Tensing Norgay was a Sherpa. Sherpas were contracted by mountaineering expeditions both as mountain guides and for hauling the food, water, oxygen, and other supplies up the mountains of Tibet. First, a base camp was established. Sherpas made sure it was kept fully stocked by making repetitive trips from the local villages. Then a succession of ever higher camps was established, and the Sherpas continued their role of ferrying supplies ever higher up the mountain. As they got higher into the thinning atmosphere, the work got more and more exhausting, and the hardest step of all was the setting up and provisioning of the camp just below the summit. But once that had been done, the assault team had its chance—and if they were unsuccessful a backup team could always try from this same setting-off point.

This, of course, I am proposing as a metaphor for how we can regularly climb out of Earth’s gravity well and proceed onwards with exploring interplanetary space. Reaching the geopotential plateau is our new Everest. We have already done it in the sixties, of course, but that was the 5% solution. I am looking for the 0.5% solution. I believe what we need for success is the equivalent of the Camps and the Sherpas.

We already have the Base Camp, and boy, what a base camp it is. Our Base Camp is in LEO, where we have been refining our capabilities for over 50 years, and is now represented by all the comforts and facilities at the International Space Station. But what is missing is the perhaps less salubrious high altitude camp just below the summit, i.e., just at the edge of Earth’s gravity well. If we had a camp there, and it were kept supplied with the right assortment of items needed to make the “final assault” possible, interplanetary travel could become a matter of routine. And following our analog, what are the “Sherpas”? We need a fleet of tugs regularly traveling between “base camp” and the “high altitude camp”, that is, between LEO/ISS and the high altitude station (call it “Gateway Earth”).

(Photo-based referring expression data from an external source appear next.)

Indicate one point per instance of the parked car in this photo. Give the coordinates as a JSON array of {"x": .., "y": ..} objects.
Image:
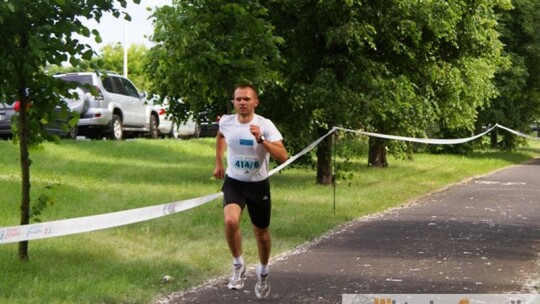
[
  {"x": 9, "y": 112},
  {"x": 116, "y": 110},
  {"x": 167, "y": 125},
  {"x": 209, "y": 128}
]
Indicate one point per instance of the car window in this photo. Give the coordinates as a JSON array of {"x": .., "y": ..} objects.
[
  {"x": 130, "y": 88},
  {"x": 108, "y": 84},
  {"x": 82, "y": 79}
]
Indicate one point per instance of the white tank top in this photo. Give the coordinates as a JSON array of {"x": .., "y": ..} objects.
[{"x": 246, "y": 159}]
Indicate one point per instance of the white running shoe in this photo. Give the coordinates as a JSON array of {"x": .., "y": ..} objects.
[
  {"x": 262, "y": 288},
  {"x": 239, "y": 275}
]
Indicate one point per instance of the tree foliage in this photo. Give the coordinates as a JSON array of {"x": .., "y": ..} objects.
[
  {"x": 204, "y": 48},
  {"x": 518, "y": 105},
  {"x": 34, "y": 34},
  {"x": 391, "y": 66}
]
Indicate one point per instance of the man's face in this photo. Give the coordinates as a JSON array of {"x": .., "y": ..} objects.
[{"x": 245, "y": 101}]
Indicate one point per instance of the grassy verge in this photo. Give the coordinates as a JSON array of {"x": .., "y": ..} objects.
[{"x": 126, "y": 264}]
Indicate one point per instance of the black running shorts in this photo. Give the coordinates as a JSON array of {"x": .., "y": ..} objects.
[{"x": 254, "y": 195}]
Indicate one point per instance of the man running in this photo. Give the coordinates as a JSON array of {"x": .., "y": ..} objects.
[{"x": 250, "y": 140}]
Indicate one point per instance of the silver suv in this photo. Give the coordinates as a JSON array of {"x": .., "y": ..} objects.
[{"x": 117, "y": 109}]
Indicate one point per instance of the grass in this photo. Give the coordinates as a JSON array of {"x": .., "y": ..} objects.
[{"x": 126, "y": 264}]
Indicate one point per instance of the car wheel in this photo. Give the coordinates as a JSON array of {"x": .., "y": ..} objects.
[
  {"x": 116, "y": 132},
  {"x": 153, "y": 126},
  {"x": 72, "y": 133},
  {"x": 79, "y": 105}
]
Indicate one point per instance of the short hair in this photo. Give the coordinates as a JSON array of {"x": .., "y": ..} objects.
[{"x": 245, "y": 86}]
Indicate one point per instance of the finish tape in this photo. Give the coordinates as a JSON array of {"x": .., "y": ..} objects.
[{"x": 115, "y": 219}]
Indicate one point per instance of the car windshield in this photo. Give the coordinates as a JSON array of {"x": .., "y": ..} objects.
[{"x": 82, "y": 79}]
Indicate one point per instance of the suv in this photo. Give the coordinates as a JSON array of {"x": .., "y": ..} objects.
[{"x": 117, "y": 109}]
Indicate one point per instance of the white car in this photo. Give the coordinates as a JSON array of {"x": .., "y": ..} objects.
[{"x": 167, "y": 127}]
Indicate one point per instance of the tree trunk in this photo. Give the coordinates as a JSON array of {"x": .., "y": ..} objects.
[
  {"x": 25, "y": 171},
  {"x": 324, "y": 160},
  {"x": 493, "y": 138},
  {"x": 377, "y": 153}
]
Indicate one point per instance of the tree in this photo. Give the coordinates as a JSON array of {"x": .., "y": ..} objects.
[
  {"x": 34, "y": 34},
  {"x": 518, "y": 105},
  {"x": 389, "y": 66},
  {"x": 205, "y": 48}
]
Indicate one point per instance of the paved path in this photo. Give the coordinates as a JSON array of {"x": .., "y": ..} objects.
[{"x": 480, "y": 236}]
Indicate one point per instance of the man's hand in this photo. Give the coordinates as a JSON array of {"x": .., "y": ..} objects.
[
  {"x": 219, "y": 172},
  {"x": 256, "y": 131}
]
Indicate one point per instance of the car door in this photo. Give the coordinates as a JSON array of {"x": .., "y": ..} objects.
[{"x": 137, "y": 108}]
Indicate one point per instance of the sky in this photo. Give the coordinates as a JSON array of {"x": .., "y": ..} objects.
[{"x": 138, "y": 29}]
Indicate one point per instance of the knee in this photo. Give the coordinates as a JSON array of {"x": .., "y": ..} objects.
[
  {"x": 262, "y": 234},
  {"x": 231, "y": 223}
]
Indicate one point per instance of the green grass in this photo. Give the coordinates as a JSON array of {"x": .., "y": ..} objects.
[{"x": 126, "y": 264}]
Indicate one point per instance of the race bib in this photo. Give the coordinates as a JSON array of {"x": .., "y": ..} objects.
[{"x": 246, "y": 165}]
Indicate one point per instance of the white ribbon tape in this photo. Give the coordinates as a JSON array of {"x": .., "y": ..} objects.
[
  {"x": 517, "y": 132},
  {"x": 109, "y": 220},
  {"x": 97, "y": 222},
  {"x": 423, "y": 140}
]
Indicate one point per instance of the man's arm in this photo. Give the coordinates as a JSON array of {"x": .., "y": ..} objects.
[
  {"x": 221, "y": 146},
  {"x": 277, "y": 150}
]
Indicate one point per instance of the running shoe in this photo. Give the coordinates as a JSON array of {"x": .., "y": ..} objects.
[
  {"x": 238, "y": 277},
  {"x": 262, "y": 288}
]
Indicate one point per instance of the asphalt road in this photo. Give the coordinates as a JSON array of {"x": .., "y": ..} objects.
[{"x": 476, "y": 237}]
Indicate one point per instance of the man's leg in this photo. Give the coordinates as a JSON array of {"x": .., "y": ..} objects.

No doubt many would be content to stay at Base Camp forever, but that is not what base camps are for. We are supposed to use them to move on upwards.

With this perspective, it does not matter where or when we reach the “ultimate objective”, because with the Gateway Earth and the supporting tug infrastructure in place, we shall thereafter have ready access to the entire geopotential plateau, and all destinations from that point onwards would consequently require relatively little energy—whether it be for the Moon, Mars, asteroids, Moons of Jupiter, etc. We would have put in place the equivalent of the series of camps up Everest, or the Interstate Highway System, to provide the next generation with what it needs to press onwards.

There are, of course, always limitations to analogs, and this Everest one is no exception. For the space equivalent we do not need the series of camps at higher altitudes, just the base camp and the one at the edge of Earth’s gravity well. But we do need to make sure that we have our Sherpas ready to do the job of ferrying supplies and people between the base camp and Gateway Earth. We need the tugs—reusable and refuelable—to sustain the outpost at Gateway Earth. I suspect that space tourists would be interested in that journey, and therefore Gateway Earth and the tugs can probably be partially funded commercially.

We have now been at Base Camp for over 50 years, and there is no denying that it is an excellent base camp, especially as now represented by the ISS. No doubt many would be content to stay at Base Camp forever, but that is not what base camps are for. We are supposed to use them to move on upwards. Let’s build our Gateway Earth camp, and engage our Sherpa tugs, to provide the highway into interplanetary space for succeeding generations.